Thursday, 21 August 2014

Comet C2/2014 E2 Jacques

From the last 3 or 4 nights, I would say that all of them could have been to be observable nights at one point or other.  Alas, due to work commitments, I haven't been able to observe on any of them.  Not to worry though, the coming weekend looks goo, so with clear skies forecast, and the moon showing very little, I'm looking forward to a good weekend.  This good spell of conditions should coincide quite nicely with passing of come E2/Jacques with Cassiopeia.  I look forward to it as the comet is putting on a reasonable display and is easily observable in scopes of the size that I own.
Though there has been plenty of work for me in the evenings and nights so far this week, I did manage to get outside with the DSLR last night and take a few frames before some high level cloud rolled in.  These are experimental photos and have had minimal processing.  Hopefully on the weekend, I will have the chance to try out some prime focus photography.  I will post the results if and when I manage to get them.
There are two photos worthy of posting from last night. The first was taken with the comet being the objective.  It's just a bit dimmer than naked eye for me, but with its current position near Cassiopeia
, it was going to easy to locate.  To help with it's identification, I have circled it in red.
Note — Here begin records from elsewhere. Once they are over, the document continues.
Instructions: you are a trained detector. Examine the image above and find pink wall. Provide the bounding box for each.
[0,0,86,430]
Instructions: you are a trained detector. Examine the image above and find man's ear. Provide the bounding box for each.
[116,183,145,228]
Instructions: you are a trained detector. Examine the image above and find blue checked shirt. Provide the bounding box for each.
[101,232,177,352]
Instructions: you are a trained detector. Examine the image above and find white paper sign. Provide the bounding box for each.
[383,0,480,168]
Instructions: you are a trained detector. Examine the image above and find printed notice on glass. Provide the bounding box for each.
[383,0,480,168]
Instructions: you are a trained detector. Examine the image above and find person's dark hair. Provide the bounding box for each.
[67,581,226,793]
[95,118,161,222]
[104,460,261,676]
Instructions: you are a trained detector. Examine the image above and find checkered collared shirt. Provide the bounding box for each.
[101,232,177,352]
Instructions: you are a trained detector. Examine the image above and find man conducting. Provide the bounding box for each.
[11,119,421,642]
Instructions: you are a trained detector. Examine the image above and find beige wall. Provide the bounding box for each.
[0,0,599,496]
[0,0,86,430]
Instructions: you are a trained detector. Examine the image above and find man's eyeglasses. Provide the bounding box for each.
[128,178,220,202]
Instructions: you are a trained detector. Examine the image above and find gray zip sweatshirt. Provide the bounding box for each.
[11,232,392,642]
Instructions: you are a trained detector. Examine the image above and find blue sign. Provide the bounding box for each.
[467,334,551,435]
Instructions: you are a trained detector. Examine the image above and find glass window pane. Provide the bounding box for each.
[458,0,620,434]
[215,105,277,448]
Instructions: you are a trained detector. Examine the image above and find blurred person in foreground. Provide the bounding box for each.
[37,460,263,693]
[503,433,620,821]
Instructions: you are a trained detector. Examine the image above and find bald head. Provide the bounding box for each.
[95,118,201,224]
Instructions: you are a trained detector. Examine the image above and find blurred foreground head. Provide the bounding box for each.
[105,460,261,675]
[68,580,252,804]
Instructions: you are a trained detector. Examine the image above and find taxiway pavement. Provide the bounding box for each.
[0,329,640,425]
It's quite tricky to pick out on a picture this size - but trust me, it is there!
With my attention on the Cassiopeia constellation, I though I would take a wider field show to capture the constellation as a whole.  When I reviewed the photos afterwards, as well as the constellation, I also managed two globular clusters in the same vicinity.  After some research with my new copy of The Cambridge Star atlas (birthday pressie from the Jefferies household) I was able to identify them as NGC 869 and NGC 884.  Though in the vicinity of Cassiopeia, they are actually cataloged as being in Perseus.  Both of them are approximately 4.4 in magnitude.